By John Vibes

According to a recent report, the US government spent at least four years financing underground hip-hop artists in Cuba, as a means of subverting the Cuban government.

Matt Herrick, spokesman for the U.S. Agency for International Development (USAID), the agency who ran the program, admitted to the accusations last week.

“It seemed like a good idea to support civil society. It’s not something we are embarrassed about in any way,” he said.

In a later statement, USAID said that it “supports civil society programs in Cuba and other restrictive environments as part of the U.S. government’s overall effort to promote resilient, democratic societies.”

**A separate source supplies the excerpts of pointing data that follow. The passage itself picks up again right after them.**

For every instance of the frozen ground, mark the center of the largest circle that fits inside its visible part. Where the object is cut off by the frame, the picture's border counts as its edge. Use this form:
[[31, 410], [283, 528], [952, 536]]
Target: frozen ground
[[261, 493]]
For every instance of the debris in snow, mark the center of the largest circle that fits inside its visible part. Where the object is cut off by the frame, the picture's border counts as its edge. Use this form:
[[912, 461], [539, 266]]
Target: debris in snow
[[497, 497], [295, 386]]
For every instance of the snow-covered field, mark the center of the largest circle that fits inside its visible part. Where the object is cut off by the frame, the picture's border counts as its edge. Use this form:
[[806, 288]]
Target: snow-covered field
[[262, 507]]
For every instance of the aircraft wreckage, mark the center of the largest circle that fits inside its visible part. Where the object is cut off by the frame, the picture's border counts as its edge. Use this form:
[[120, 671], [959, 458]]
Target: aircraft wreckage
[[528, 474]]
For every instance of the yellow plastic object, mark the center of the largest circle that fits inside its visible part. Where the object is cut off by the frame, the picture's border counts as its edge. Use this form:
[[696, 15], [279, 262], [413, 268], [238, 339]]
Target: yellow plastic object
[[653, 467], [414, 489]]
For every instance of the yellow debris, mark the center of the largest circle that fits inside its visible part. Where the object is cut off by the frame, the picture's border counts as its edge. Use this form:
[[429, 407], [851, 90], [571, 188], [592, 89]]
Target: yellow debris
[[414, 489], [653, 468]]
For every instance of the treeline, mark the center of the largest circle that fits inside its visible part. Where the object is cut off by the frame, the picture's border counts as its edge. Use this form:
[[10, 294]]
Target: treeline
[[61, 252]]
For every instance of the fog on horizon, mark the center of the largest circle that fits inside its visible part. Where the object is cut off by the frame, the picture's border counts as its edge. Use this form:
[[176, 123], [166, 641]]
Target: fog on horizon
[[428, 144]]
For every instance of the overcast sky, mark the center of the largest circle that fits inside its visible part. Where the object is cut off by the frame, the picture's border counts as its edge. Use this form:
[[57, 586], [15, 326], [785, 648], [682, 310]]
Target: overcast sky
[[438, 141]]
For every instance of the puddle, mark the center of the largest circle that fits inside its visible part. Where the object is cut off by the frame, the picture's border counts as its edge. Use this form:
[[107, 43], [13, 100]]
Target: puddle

The total amount of money that they spent on the project has yet to be revealed, but the agency claims that Congress was “briefed” on their budget. The program was initially spearheaded by Serbian contractor Rajko Bozic, but many of the other participants still remain anonymous.

When he arrived in Cuba, Bozic scouted a revolutionary hip-hop group called Los Aldeanos and worked for several months to co-opt their following. Bozic supplied the group with money and opportunities that allowed them to rise in popularity quickly, so they were not very suspicious of his background. Since the fallout of the operation, Los Aldeanos has reportedly moved back to America and toned down their lyrics.

It is not clear how many other agents or how many other artists were involved in this program.